減税により連邦政府の赤字が拡大することはないと主張。「税基盤を拡大し、税率を引き下げ、脱税の抜け道をなくし、経済成長を加速させる。財政赤字への大きな影響は予想していない」と説明した。
ライアン氏は24日に、税制改革案を11月23日の米感謝祭の祝日までに下院で通過させたいとの考えを示している。
インタビューでは、一部民主党議員からの支持も得られるとの見方を示した。
また、「ドリーマー(幼いころに親と一緒に米国に不法入国した若者)」を保護する法案を議会が可決することを望んでいると語った。
<オバマケア巡る法案、先送りか>
また、ライアン議長は、共和党議員が年内に、医療保険制度改革(オバマケア)改廃に関連した法案を採決に持ち込むことはないとの見方を示し、同党が中間選挙のある2018年に問題を先送りする可能性を示唆した。

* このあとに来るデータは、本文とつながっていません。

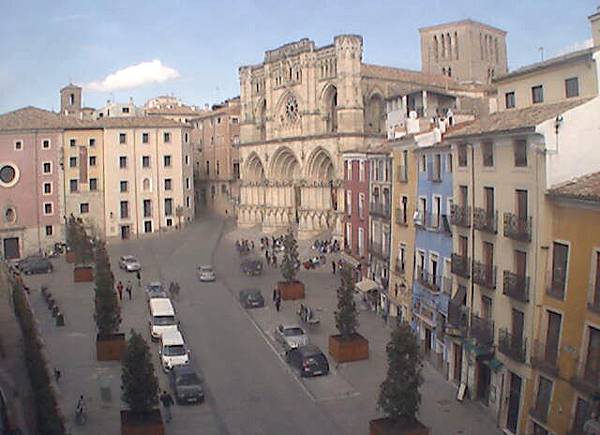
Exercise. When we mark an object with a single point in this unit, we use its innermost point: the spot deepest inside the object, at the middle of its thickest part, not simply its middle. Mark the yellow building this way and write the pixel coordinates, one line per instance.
(566, 353)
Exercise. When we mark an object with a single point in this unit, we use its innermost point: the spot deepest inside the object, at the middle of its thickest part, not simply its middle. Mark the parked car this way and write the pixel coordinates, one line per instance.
(252, 298)
(186, 385)
(129, 263)
(37, 265)
(206, 273)
(252, 267)
(309, 360)
(291, 336)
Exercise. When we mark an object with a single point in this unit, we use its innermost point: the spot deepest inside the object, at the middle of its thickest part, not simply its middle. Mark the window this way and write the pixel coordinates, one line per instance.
(487, 150)
(168, 207)
(509, 100)
(520, 153)
(124, 209)
(537, 94)
(572, 87)
(462, 155)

トランプ大統領は昨年の大統領選でオバマケア見直しを公約に掲げ、大統領就任後はその実現を目指してきた。下院は5月にオバマケア改廃法案を可決。しかし上院では7月と9月に改廃法案の可決を試みたが、いずれも党内からの反対で否決された。
大統領は今月、オバマケアに基づく保険会社を通じた低所得者対象の補助金を停止すると発表。その後、アレクサンダー上院議員(共和)とマレー上院議員(民主)が補助金の支払いを2年間維持する超党派の法案で合意した。
ライアン議長は、超党派の法案が下院で可決される見通しについて問われると「来年に取り掛かるべき事柄だと思う」と語った。
また、共和党が7年続けてきたオバマケア見直しに向けた取り組みは終わったかとの問いには「ノー」と答えたものの、「今年中に実現できるとは考えられない」と付け加えた。
議会の日程は、税制改革や政府機関の閉鎖回避に向けた法案の審議などで年末まで埋まっている。